1. Pull-ups for Biceps Growth

are pull ups good for growing biceps

Pull ups are one of the most difficult upper body training exercises, and the reason for that is performing the lift with overhand (pronated) grip. This involves holding the bar slightly wider than shoulder width apart with the palm facing away from you.

The overhand grip takes much of the emphasis away from your biceps to the lats and brachioradialis. The wider your grip is, the less elbow flexion will be required to complete a full-range pull up. Pull-ups also improve your posterior chain activation, which are the muscles on the back side of the body. But that might lead you to ask – “Are pull-ups good for biceps?”

Turns out that pull ups are not that efficient if you only want to build biceps, but they work better as a whole. Due to the type and range of movement, pull ups help develop much more functional strength as well as your grip.

Pulls ups also have an advantage when it comes to carrying over to muscle-ups or real life climbing skills. You will have to improve your posture by pushing your shoulders back and down which is better suitable for getting your chin over the bar.

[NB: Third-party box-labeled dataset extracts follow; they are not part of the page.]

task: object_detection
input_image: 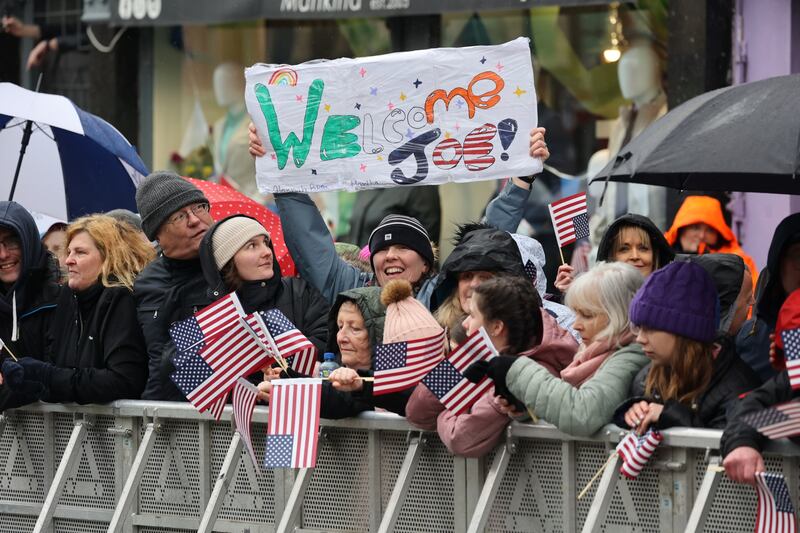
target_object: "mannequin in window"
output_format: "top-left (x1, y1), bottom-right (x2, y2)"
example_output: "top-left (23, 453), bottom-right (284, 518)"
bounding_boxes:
top-left (591, 41), bottom-right (667, 249)
top-left (211, 63), bottom-right (261, 200)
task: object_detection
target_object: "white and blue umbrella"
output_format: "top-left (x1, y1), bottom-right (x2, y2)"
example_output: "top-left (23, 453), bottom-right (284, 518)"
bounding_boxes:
top-left (0, 83), bottom-right (147, 220)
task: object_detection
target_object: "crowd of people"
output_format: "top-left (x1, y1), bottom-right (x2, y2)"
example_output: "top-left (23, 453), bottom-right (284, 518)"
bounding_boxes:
top-left (0, 129), bottom-right (800, 483)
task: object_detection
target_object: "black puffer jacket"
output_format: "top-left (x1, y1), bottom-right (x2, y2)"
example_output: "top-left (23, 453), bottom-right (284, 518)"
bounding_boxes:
top-left (430, 228), bottom-right (526, 310)
top-left (200, 215), bottom-right (329, 352)
top-left (0, 201), bottom-right (61, 410)
top-left (597, 213), bottom-right (675, 270)
top-left (614, 338), bottom-right (760, 429)
top-left (133, 254), bottom-right (213, 401)
top-left (43, 283), bottom-right (147, 403)
top-left (736, 213), bottom-right (800, 381)
top-left (720, 370), bottom-right (800, 457)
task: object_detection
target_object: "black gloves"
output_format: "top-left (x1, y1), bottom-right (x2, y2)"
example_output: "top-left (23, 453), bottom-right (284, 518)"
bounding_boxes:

If you spend all your time hunched forward, it results in a rolled-forward back which is not the best for doing pull-ups or chin-ups.

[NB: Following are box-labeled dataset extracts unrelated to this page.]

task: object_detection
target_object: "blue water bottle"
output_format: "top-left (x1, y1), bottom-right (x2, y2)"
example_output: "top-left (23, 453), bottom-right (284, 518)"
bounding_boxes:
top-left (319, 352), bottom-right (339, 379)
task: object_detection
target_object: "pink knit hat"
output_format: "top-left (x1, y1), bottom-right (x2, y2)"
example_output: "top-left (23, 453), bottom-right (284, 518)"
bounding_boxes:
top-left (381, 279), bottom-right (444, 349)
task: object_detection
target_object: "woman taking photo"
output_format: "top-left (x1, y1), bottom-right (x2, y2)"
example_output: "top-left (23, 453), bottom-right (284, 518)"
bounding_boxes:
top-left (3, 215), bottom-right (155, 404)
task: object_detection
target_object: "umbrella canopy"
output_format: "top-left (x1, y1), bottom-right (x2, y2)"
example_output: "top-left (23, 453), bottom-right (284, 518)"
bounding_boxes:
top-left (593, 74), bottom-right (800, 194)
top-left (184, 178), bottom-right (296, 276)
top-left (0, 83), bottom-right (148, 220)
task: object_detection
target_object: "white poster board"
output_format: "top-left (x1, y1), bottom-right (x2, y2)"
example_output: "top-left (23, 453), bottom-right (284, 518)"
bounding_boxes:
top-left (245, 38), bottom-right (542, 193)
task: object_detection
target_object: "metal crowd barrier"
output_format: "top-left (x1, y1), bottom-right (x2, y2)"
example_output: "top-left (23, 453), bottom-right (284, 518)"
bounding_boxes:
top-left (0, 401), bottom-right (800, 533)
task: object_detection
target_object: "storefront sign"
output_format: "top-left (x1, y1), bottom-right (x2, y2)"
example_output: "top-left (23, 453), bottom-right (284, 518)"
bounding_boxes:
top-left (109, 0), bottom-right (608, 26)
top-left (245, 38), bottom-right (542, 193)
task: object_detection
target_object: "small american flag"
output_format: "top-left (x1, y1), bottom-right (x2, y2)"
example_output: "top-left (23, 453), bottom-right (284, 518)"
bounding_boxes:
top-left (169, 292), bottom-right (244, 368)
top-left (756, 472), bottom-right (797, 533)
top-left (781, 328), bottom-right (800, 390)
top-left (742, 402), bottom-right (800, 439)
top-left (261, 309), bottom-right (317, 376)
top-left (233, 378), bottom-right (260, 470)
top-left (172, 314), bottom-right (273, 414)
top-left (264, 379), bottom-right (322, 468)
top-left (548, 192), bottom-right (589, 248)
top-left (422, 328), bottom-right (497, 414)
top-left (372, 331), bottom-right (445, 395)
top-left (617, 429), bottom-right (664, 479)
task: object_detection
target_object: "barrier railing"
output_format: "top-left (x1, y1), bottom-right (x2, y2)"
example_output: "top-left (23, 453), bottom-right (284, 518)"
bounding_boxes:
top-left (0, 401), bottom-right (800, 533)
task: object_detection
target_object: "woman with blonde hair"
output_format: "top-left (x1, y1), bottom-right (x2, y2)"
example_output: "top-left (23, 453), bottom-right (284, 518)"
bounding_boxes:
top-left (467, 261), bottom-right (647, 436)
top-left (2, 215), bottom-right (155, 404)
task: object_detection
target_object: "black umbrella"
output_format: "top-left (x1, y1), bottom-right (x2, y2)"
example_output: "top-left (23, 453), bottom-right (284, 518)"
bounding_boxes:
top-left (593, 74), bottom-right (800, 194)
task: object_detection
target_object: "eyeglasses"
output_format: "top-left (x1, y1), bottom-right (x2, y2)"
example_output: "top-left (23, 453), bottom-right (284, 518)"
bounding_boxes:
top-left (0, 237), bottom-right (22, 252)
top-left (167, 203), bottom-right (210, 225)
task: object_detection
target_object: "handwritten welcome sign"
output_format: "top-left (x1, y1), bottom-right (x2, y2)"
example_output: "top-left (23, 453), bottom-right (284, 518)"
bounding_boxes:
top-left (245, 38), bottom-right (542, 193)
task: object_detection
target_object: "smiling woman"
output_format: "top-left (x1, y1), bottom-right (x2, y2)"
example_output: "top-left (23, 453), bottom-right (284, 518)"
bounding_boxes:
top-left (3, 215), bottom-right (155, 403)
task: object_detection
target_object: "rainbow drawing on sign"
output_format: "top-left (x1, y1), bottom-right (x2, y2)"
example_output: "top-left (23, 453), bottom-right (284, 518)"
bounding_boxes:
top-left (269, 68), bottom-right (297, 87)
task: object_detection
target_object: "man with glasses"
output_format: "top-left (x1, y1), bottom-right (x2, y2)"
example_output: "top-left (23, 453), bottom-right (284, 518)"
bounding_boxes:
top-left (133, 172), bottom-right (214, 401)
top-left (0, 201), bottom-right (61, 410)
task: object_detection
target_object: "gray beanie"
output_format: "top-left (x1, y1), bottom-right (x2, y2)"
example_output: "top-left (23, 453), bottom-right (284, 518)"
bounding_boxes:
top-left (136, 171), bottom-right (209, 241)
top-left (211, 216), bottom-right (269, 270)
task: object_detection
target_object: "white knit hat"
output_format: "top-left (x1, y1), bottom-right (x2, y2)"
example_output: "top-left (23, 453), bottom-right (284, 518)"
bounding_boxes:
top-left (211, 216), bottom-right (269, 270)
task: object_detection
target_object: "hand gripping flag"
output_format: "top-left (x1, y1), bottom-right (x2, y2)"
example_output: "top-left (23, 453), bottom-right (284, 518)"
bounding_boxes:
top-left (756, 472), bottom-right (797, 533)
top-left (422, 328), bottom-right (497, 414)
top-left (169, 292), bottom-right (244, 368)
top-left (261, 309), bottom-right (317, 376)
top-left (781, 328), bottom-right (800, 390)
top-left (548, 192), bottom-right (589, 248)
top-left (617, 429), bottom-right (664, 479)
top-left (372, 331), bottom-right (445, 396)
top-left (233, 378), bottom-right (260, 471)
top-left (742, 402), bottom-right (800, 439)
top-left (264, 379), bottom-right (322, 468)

So pull-ups clearly are the way to go if you want to develop your back and increase the relative strength. These are great warm-up exercises, but there are better lifts purely for your biceps, which we will discuss now.

2. Chin-ups for Biceps Growth

are chin ups better than pull ups for biceps

The main difference between pull ups and chin-ups is that the latter uses the underhand (supinated) grip, which makes them much easier for a beginner as compared to pull ups. Chin ups work your upper back and core and activate much more of the biceps than pull-ups.

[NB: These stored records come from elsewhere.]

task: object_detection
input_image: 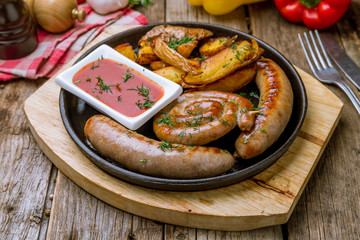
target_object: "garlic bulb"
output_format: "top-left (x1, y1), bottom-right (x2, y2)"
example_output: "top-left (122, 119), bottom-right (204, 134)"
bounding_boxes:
top-left (87, 0), bottom-right (129, 14)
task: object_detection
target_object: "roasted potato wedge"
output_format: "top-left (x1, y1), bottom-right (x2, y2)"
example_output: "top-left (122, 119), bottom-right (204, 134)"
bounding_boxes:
top-left (150, 60), bottom-right (169, 70)
top-left (199, 36), bottom-right (237, 56)
top-left (136, 41), bottom-right (159, 65)
top-left (154, 66), bottom-right (186, 85)
top-left (154, 37), bottom-right (201, 75)
top-left (184, 39), bottom-right (263, 85)
top-left (115, 43), bottom-right (137, 61)
top-left (191, 65), bottom-right (256, 92)
top-left (139, 24), bottom-right (213, 45)
top-left (176, 41), bottom-right (199, 58)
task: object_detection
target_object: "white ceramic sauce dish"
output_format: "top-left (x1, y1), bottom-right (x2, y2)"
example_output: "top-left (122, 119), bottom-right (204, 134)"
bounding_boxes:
top-left (55, 44), bottom-right (182, 130)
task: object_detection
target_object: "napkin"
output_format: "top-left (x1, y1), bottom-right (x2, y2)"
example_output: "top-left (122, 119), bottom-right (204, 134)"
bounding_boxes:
top-left (0, 4), bottom-right (148, 81)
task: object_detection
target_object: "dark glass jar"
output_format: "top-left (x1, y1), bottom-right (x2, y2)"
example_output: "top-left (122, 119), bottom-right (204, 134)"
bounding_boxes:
top-left (0, 0), bottom-right (38, 59)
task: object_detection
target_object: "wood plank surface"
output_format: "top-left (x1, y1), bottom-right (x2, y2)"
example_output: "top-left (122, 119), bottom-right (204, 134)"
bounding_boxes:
top-left (24, 7), bottom-right (342, 238)
top-left (0, 0), bottom-right (360, 239)
top-left (0, 80), bottom-right (52, 239)
top-left (249, 0), bottom-right (360, 239)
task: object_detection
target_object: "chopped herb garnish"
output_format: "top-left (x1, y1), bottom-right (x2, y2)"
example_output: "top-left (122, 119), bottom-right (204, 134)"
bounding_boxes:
top-left (158, 141), bottom-right (183, 152)
top-left (168, 35), bottom-right (194, 51)
top-left (156, 114), bottom-right (175, 127)
top-left (122, 68), bottom-right (134, 83)
top-left (96, 76), bottom-right (114, 93)
top-left (250, 91), bottom-right (259, 98)
top-left (90, 55), bottom-right (104, 70)
top-left (128, 84), bottom-right (150, 98)
top-left (223, 62), bottom-right (230, 68)
top-left (178, 130), bottom-right (186, 137)
top-left (221, 119), bottom-right (230, 126)
top-left (136, 99), bottom-right (155, 108)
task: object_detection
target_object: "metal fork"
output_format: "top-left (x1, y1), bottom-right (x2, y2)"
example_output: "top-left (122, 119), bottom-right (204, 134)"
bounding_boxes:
top-left (298, 30), bottom-right (360, 114)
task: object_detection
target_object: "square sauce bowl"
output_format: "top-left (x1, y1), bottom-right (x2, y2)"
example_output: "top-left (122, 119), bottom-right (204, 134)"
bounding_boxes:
top-left (55, 44), bottom-right (182, 130)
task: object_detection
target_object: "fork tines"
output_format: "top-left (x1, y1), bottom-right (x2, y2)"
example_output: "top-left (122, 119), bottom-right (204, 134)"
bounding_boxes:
top-left (298, 30), bottom-right (333, 71)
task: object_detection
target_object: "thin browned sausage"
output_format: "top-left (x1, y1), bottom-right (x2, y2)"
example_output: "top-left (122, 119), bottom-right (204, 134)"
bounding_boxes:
top-left (153, 91), bottom-right (254, 145)
top-left (84, 115), bottom-right (234, 179)
top-left (235, 58), bottom-right (293, 159)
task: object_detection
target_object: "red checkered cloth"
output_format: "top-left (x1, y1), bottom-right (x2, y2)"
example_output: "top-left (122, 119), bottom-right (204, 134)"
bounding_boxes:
top-left (0, 5), bottom-right (148, 81)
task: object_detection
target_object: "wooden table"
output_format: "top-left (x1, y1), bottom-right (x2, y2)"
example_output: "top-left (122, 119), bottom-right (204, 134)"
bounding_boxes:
top-left (0, 0), bottom-right (360, 239)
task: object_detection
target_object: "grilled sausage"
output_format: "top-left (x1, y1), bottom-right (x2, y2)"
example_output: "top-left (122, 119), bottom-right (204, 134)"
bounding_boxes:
top-left (153, 91), bottom-right (254, 145)
top-left (235, 58), bottom-right (293, 159)
top-left (84, 115), bottom-right (234, 179)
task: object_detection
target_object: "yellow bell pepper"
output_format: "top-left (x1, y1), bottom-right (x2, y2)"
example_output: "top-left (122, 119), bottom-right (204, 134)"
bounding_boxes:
top-left (188, 0), bottom-right (266, 15)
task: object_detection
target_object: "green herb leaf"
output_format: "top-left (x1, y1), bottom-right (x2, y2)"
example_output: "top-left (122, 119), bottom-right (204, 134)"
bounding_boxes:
top-left (168, 35), bottom-right (194, 51)
top-left (156, 114), bottom-right (175, 127)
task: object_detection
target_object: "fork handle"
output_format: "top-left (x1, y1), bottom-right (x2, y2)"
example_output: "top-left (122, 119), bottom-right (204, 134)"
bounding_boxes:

Chin-ups stress your biceps and lats at the same time, and hence act as both bicep and back builders. This is the reason why compound lifts like these have a wider range of benefits that an isolated exercise like curls don’t.

As a matter of fact, chin ups involve a superior range of motion as compared to pull ups or curls. This is important for muscle growth as your biceps start from being fully stretched out to 180 degrees, and contract all the way as your shoulder touches the bar.

You can also try neutral grip chin-ups, which will involve more of your arm muscles like the brachialis and your brachioradialis. Some beginners may even find neutral grip lifts to be easier than overhand or underhand positions.

So if activation is what you want, chin ups for biceps are the way to go instead of pull-ups. But there is a chance your biceps might not feel exhausted even when your body or back does. This is because the biceps are not the primary muscles being worked, and you need an “isolation” exercise to achieve that.

3. Curls for Biceps Growth

are bicep curls better for biceps or pull ups

The bicep curl is an iconic exercise, and a typical way for most to get stronger arms and develop some solid biceps. Unlike compound lifts like we discussed above, curls simply involve the motion of your arm with a weight like a barbell, dumbbells, a low cable machine or a resistance band, while the rest of the body stays still.

This way, curls target typically the biceps brachii and often the brachialis muscle in your upper arm depending on the type of curl. So for example, Barbell curls also work the brachioradialis muscles which connect to your upper arm and extend to the wrist, while the anterior deltoids act as stabilizers during the motion. The latter are the wrist flexors present in your forearms and some back muscles.

There are several variations that can be utilized to target specific muscles, like the hammer curls which enable more of your forearm taking a slight focus away from the biceps. The key takeaway with any type of curl is that your biceps will always be the first to gas out. So if you find yourself getting stronger and increasing the weight for the curls, it’s a sign that your biceps are experiencing the most gains and not the forearms or lats.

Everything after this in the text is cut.